I get, I no longer talk to every single person anymore. Like I used to, but now what I get to do is I get to talk to people after they go through our program. I talk to maybe about a quarter of those and I get to talk to them. You know, when they make that transition and they're doing the thing that they love.
And these are people that say things like, I hated my job. I hated pharmacy. I wanted to leave. I was thinking about going into real estate, you know, all these other things that people consider and they say things like now I'm excited. And I'm a part of things now, and they're doing all these other things related to their career, both in their job and outside of it.
And. They become those kinds of people that want to create media to change how people view things and to see that transformation, you know, after they go through our program is like, that's the crack that I need, you know, to go get through my day when I'm having a bad day. Um, and it's a real privilege to just be a part of it.

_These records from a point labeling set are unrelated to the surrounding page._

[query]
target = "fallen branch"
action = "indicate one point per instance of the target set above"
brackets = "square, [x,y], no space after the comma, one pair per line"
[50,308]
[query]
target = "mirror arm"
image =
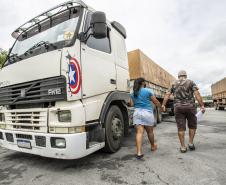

Mike Koelzer, Host: One of those. Responses. I read the guy said, uh, I was reading this morning and he said, I can't believe I turned into this pharmacist. This is not the guy that I thought I would be kind of, you know? And so it's like, you might not be able to change the world or you might not be able to even change your own surroundings or the schools that we've been talking about.
If you can at least cliche kind of look in the mirror, you can look in the mirror and at least know you're making some steps. I think that's the right direction. Talk
Alex Barker, PharmD: about an identity crisis for that. Just one individual. This isn't who I want to be. It's really, it's where we're at, but it doesn't have to be true for everyone.
It can change.
Mike Koelzer, Host: Alex, you have always met people where they are. And where is that right now?
Alex Barker, PharmD: We actually have a care package that we're giving away to any pharmacist or student. And we in this package have my digital copy of my book, indispensable a prescription for a fulfilling pharmacy career. And it's really meant for any pharmacist, whether you feel like how I felt a burned out miserable, unfulfilled.
Um, or whether you feel like you're at your top of your game, but maybe you feel like there's something more that I can give to my career. There's something more that I can do than what I'm currently doing. Um, that's what that book is for. Hopefully help inspire you, but also to give you some actionable steps that make sense and in a digestible way.
And then we also have in the care package, our pharmacist salary guide. So use the book to kind of help you start taking action, move in a direction. Um, ideally in some, uh, either maybe a promotion or a new career path. And then you can use the salary guide to negotiate for your next opportunity. And if you want those things, you can go to the happy farm d.com/care.
Mike Koelzer, Host: Alex. Thank you. Good to see you
Alex Barker, PharmD: again. Of course, it's always good to hang out with you. Thanks for having
Mike Koelzer, Host: me. Thanks for everything. You do get back to work. Thanks. I'll talk to you soon. Talk to
Alex Barker, PharmD: you soon. We'll see you later.